Vitamin D is a fat-soluble vitamin that has long been understood to affect immune response. However, as much as 70% of the adult population in Israel – and even larger percentages in some countries worldwide –  has insufficient or even deficient levels, according to Dr Amiel Dror, who led the study.

“We know that in countries from Africa to Georgia, and in much of the Middle East, people suffer from deficiency,” he said. “In some places, individuals avoid the sun because it is too hot; they stay inside their tents or huts or cover their bodies. Among some religious communities, like the ultra-Orthodox or traditional Islamic community in Israel, women are at higher risk for deficiency because of how they dress.”

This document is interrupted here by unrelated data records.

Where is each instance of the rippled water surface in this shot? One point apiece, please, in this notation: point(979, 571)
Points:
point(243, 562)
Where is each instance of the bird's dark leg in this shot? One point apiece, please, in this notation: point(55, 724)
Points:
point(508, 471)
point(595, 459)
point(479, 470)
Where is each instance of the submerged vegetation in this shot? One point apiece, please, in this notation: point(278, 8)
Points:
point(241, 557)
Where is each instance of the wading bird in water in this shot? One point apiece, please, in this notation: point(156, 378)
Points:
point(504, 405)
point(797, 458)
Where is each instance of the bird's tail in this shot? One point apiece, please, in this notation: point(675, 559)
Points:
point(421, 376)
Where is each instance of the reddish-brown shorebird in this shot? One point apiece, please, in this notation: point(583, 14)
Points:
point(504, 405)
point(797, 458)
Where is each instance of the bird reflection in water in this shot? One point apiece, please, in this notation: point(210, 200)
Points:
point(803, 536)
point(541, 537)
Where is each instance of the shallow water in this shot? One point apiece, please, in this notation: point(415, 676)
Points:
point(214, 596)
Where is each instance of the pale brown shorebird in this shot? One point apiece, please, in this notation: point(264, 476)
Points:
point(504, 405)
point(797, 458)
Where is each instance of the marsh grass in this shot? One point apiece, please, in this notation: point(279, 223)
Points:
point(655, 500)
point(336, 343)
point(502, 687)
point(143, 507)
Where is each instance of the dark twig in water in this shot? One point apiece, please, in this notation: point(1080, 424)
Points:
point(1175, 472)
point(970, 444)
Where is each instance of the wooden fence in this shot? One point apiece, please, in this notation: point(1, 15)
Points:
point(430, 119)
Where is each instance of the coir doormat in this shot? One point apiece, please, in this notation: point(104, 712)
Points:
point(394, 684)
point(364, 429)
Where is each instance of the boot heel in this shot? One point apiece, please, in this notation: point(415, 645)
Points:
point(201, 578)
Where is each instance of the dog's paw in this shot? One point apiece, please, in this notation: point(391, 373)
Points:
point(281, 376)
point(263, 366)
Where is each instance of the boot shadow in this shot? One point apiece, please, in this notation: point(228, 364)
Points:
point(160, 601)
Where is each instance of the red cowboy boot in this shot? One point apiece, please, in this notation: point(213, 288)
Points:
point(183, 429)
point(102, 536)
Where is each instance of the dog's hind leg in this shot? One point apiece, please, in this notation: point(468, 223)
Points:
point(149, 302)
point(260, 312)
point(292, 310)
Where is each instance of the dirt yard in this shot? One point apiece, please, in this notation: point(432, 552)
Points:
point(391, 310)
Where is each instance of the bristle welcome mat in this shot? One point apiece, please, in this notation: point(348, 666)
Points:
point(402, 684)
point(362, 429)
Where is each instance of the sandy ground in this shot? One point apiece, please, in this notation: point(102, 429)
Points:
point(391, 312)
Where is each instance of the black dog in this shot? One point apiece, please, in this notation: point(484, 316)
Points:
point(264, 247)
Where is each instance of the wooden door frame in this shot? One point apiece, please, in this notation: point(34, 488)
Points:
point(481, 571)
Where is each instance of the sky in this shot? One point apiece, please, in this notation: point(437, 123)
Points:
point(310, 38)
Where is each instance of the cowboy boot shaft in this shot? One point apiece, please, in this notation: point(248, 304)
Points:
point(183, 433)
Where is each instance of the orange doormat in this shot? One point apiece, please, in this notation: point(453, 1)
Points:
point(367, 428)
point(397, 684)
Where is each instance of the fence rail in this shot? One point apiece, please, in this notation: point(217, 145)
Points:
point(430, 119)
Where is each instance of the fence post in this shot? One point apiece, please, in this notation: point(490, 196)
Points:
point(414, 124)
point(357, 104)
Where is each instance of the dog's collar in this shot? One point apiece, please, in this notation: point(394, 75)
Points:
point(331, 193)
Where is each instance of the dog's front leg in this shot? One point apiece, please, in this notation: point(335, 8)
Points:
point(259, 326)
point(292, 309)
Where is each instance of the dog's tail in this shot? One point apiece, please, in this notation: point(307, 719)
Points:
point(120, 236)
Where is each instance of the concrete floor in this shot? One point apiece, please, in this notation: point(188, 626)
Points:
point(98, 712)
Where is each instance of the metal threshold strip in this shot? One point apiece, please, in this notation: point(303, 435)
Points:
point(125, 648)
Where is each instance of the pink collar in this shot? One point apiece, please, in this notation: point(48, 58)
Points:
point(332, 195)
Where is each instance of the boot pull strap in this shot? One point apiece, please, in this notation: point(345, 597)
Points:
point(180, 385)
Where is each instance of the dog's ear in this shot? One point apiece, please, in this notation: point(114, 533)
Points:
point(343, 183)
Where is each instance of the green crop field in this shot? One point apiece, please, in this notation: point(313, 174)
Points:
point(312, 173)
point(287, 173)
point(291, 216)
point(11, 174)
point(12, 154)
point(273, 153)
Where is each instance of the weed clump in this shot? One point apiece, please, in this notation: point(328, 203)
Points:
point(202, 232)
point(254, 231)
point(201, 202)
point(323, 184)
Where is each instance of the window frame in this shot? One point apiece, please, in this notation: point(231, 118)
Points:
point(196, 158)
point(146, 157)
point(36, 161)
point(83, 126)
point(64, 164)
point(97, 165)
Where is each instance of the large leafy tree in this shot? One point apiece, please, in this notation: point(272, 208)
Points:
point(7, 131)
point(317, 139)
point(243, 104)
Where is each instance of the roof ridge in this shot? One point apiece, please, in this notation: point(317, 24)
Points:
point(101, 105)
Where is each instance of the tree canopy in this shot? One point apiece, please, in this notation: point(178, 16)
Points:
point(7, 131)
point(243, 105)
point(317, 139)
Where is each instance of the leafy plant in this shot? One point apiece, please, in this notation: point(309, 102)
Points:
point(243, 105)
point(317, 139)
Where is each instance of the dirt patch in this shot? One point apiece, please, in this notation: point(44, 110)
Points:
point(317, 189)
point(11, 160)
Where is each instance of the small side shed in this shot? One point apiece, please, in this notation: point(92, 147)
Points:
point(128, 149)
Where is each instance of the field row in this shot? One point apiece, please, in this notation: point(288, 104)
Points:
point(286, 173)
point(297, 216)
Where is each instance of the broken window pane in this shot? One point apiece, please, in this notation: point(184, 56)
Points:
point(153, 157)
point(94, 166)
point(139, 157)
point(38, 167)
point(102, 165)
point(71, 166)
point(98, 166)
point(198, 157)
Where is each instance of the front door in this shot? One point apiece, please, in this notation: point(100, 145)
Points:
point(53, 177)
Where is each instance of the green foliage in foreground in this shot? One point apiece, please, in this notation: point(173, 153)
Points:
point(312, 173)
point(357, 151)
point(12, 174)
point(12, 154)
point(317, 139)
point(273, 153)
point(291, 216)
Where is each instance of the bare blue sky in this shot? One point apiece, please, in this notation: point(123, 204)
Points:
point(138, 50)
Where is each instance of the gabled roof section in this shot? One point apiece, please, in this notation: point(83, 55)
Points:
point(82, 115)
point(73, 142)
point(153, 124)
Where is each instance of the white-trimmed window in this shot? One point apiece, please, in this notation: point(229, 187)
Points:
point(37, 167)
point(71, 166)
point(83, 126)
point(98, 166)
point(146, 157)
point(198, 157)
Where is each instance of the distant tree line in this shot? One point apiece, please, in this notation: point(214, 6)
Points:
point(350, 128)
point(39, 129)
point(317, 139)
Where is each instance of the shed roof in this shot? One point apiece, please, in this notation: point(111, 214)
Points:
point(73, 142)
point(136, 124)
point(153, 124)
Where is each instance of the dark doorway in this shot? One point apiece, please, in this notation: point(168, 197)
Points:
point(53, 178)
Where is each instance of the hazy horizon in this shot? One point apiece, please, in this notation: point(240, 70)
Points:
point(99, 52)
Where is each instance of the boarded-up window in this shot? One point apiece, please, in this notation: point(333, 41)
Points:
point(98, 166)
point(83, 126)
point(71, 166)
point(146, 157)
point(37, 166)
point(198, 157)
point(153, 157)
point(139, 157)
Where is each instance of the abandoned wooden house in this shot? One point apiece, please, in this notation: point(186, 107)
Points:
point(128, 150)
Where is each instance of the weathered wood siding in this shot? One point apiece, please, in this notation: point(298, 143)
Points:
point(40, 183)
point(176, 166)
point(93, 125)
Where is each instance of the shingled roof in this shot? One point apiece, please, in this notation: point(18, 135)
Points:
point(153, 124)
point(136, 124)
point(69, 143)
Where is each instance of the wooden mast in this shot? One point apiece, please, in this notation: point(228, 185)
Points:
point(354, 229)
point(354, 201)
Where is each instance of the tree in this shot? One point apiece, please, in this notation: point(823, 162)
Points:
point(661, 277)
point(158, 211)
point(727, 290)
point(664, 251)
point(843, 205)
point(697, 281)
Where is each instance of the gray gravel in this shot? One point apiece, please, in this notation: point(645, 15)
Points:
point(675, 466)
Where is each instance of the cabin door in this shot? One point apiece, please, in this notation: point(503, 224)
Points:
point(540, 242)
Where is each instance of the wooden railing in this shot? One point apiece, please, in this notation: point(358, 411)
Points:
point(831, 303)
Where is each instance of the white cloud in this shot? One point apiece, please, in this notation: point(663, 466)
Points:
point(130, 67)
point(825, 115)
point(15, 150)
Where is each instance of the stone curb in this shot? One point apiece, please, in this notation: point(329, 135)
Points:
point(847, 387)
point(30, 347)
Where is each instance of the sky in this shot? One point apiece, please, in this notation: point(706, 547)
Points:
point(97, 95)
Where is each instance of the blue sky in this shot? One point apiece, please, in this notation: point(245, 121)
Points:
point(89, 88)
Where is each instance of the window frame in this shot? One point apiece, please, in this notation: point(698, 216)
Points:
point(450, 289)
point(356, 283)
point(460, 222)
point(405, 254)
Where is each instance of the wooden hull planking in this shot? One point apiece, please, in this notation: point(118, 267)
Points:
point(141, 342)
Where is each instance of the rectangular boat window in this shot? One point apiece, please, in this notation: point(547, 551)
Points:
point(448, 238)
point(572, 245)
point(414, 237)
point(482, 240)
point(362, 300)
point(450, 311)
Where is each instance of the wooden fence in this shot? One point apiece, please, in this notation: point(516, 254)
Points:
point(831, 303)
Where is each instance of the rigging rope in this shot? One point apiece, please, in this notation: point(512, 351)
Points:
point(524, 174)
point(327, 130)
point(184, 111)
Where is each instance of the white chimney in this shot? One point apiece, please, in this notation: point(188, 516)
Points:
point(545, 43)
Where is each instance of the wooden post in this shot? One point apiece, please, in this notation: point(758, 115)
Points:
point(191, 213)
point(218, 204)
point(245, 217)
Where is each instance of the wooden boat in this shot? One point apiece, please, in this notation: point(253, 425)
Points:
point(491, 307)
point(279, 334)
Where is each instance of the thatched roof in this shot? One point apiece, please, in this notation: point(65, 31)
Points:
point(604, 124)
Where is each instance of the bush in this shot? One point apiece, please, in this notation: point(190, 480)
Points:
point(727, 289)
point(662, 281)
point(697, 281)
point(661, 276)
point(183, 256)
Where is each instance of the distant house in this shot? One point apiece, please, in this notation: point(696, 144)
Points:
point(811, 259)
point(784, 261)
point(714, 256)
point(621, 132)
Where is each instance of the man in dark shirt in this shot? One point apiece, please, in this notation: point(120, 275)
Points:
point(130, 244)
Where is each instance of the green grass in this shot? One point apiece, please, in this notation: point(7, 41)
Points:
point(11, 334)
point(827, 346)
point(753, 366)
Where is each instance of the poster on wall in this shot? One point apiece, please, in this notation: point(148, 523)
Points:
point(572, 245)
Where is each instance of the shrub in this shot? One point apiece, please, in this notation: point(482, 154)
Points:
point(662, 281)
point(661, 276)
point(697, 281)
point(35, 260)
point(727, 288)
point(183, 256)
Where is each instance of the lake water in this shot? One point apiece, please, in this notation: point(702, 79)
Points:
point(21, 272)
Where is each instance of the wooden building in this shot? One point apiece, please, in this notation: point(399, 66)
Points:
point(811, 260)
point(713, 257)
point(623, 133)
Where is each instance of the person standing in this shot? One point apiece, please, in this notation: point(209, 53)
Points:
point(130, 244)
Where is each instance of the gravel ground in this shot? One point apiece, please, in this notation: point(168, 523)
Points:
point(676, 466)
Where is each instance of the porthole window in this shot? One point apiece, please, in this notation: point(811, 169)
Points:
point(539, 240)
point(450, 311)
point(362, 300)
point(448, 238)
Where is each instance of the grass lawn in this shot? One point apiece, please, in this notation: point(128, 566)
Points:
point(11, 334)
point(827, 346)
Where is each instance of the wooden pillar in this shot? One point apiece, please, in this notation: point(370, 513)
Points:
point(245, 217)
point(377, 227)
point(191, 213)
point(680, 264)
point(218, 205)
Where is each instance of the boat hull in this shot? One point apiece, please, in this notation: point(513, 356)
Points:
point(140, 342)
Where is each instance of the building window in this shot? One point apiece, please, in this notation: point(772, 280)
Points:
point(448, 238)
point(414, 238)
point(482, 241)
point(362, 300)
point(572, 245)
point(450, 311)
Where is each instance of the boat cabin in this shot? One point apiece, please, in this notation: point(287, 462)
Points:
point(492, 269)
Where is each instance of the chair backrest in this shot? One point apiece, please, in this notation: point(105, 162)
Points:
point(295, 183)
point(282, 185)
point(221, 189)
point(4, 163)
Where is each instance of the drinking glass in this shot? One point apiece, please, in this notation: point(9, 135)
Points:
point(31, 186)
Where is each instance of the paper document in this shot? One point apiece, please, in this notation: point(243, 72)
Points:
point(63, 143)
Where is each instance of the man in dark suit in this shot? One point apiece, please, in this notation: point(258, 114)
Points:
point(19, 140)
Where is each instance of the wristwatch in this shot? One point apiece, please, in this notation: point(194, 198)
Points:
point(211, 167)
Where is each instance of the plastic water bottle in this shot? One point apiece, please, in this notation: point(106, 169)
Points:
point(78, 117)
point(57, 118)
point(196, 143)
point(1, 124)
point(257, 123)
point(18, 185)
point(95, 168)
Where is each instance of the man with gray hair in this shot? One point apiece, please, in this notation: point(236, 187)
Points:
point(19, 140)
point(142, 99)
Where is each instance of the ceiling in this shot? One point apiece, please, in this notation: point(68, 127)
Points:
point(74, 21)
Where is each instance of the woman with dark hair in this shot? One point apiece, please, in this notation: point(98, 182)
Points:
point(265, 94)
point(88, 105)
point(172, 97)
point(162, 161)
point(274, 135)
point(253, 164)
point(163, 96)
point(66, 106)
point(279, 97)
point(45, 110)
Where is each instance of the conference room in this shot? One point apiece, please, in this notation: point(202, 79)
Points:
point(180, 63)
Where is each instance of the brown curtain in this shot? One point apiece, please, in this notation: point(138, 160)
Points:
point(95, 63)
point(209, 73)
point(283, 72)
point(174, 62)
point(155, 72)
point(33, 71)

Studies also show that low-income levels affect vitamin D levels due to poor diet or reduced exposure to sun, Dror explained. As such, even before COVID-19, most health authorities recommended supplementation. This new research shows that taking those supplements before contracting the virus could help patients avoid the worst effects of the disease.

People with sufficient vitamin D are 20% less likely to die from COVID-19

The Israeli study examined the records of 1,176 COVID-19-positive patients admitted to Galilee Medical Centre between April 2020 and February 2021 whose vitamin D levels had been evaluated between two weeks and two years prior to infection.

Patients with vitamin D deficiency (less than 20 nanograms per milliliter or ng/mL) were 14 times more likely to have severe or critical cases of COVID-19 than those with more than 40 ng/mL, the study found. Even more strikingly, mortality among patients with sufficient vitamin D levels was 2.3% compared to 25.6% in the vitamin D deficient group.

The study adjusted for age, gender, season (summer/winter) and chronic diseases, and found similar results across the board.

The study was conducted during Israel’s first two COVID waves, before vaccines were widely available, and before the recent Omicron outbreak. Dror said that coronavirus mutations should not negate vitamin D’s effectiveness.

Study checks vitamin D levels before infection

The study builds on a pre-print study that the team published in June on the health sharing server MedRxiv.

Those preliminary results found that people who were deficient in vitamin D were at least 20% more likely to die from COVID-19 than people who were not and that 26% of people who had a pre-infection level of vitamin D of 20 ng/mL died, compared with 3% of those who had higher levels of vitamin D.

Dr. Amiel Dror
Dr. Amiel Dror

However, that study received some pushback as it was unclear whether the vitamin D deficiency found in hospitalized COVID-19 patients was the result of the virus, making low vitamin D levels a symptom rather than a contributing factor to severe disease and death.

The newer study corrected that by analyzing vitamin D levels prior to infection.

“The infection itself alters the inflammatory status of our body and vitamin D is consumed, among other nutrients,” Dror said. As such, “we cannot conclude anything about vitamin D levels” in acute patients.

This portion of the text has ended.